FelsefeKültür

LACAN’A BODOSLAMA GİRİŞ

Aslında bütün kavram ve kuramlar dil etrafında şekillenir, bilinçdışı da öteki de büyük Öteki de hepsi dil gibi oluşur. Önce size ülkemizde yol tarifi sormak kadar karmaşık ve hatalı olan, Lacan’ın yanlış bilinen kavramlarına açıklık getireyim.

Özneyi biyolojik bir varlık olmaktan çıkarıp onu “insan” haline getiren şey (das thing) ötekilerdir. Burada bir kelime oyunu mevcut: Küçük harfle yazılan öteki, bizden farklı ama bize benzeyene atıfta bulunur; öğrenci, meslektaş, yaş…

Büyük harfle yazılan Öteki ise bizde pozitif bir karşılık bulmaz hem bize yabancıdır hem de bizi oluşturur; anne, baba, öğretmen, toplum, yasa, tanrı…

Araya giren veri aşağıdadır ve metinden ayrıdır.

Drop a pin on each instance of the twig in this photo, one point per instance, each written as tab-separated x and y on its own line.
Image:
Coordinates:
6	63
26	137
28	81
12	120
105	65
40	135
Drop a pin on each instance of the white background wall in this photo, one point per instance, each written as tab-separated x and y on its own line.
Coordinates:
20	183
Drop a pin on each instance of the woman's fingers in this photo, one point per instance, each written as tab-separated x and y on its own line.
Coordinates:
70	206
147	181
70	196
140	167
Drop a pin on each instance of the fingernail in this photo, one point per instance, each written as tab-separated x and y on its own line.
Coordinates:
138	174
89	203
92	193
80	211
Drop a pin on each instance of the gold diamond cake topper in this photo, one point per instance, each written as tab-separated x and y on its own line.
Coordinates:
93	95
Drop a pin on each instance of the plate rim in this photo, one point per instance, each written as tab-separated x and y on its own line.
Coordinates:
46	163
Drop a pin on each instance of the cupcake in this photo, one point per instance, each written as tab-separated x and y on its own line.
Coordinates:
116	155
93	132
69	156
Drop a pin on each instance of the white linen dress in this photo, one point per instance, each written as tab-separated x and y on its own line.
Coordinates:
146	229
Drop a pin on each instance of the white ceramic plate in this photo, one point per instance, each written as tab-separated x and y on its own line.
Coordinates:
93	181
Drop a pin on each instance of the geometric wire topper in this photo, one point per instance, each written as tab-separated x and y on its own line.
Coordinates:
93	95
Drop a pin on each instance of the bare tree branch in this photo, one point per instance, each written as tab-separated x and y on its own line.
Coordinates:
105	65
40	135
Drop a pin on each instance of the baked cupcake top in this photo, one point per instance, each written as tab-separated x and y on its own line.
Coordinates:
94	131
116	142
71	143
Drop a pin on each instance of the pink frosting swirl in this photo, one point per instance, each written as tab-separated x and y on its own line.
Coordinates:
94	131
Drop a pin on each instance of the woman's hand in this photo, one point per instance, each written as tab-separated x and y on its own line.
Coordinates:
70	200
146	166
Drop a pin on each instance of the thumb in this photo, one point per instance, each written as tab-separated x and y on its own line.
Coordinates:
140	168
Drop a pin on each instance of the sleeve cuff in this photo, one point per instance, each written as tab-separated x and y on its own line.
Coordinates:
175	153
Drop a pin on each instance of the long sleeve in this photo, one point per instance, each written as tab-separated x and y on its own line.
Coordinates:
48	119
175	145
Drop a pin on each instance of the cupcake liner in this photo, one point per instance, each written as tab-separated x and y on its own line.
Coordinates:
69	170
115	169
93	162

Bunları anladıktan sonra ortalama bir mürekkep yalamış aptal ordusuna karşı savaşacak gücü kazanmışsınızdır fakat gelin işleri biraz daha derinleştirelim.

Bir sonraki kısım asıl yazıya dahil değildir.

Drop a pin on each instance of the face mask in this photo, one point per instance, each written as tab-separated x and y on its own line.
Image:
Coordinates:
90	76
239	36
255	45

!!!!“Eksiklik yoksa arzu da yoktur.”!!!!

Belki de konunun ana hatlarını oluşturan cümlemiz budur.

Lacan’ın insanı anlamlandırmada ilk yollarından biri arzuyu anlamaktır. Hepimiz ne kadar bir şeylerle uğraşıyor gibi gözüksek de bir şeylerin tuhaf ve çıkmazda olduğunu biliyoruz, bunları niye sakladığımıza ileride değineceğim.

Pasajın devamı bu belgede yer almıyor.